Speaking of Vivian, much has been said and written about Bogart and Lauren Bacall. They were lovers on screen and off, and their chemistry is on full display here. The famous nightclub scene, which was a re-shoot that was added to the film after the original cut was completed, is probably the most sexually-charged scene I can imagine from this period of film history, and again it’s all driven from the dialog. Bogart and Bacall are a worthy match for each other in this scene, and each delivers the innuendo-laced lines with a bit a of gleam in the eye. I have to admit, a scene like this was more intriguing when all of the subtext is left to the imagination. Today, if a scene like this cuts immediately to the bedroom, I feel like it would cheapen the dialog and the build-up. Less is more here. I guess it’s an unintended benefit of the Hays Code.
In terms of the Marlowe canon, it’s a bit hard to size up Bogart’s version, as it’s the first one I’ve seen. I will be surprised, though, if I encounter a cooler Philip Marlowe during this marathon. Bogart’s Marlowe remains calm and measured at virtually all times. Even after he’s beaten up in an alley or hiding behind cars waiting for possible shootouts, he keeps it together. That is part and parcel of Bogart, of course. If you don’t want your character to exude a certain coolness, don’t cast Humphrey Bogart.

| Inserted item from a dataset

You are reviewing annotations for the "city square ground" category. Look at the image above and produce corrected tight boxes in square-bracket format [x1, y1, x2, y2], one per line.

From what I’ve read, this version of Marlowe is portrayed as a bit less introspective than Chandler’s written version. Chandler’s Marlowe also was apparently more wary of women and casual sex. Neither of those things worry Bogart’s Marlowe one bit. He is flirtatious at every stop, and I’m sure if he wanted to, he could’ve slept with every woman with whom he came into contact. He was not short on charm. And like the Chandler version, in “The Big Sleep” Marlowe is not afraid of a drink or five. Of course this habit never hinders him; in fact, it’s probably the opposite as he loosens up himself and his marks for some conversation about the case.
Overall, I really enjoyed this movie, even though I already basically forgot all the plot machinations. But some movies are about the story, and some are about something more. No one’s walking around talking about what a classic “The Big Sleep” is because of all the twists and turns in the plot. No, they remember all of Marlowe’s quips, the Bogart-Bacall chemistry and all that beautiful darkness.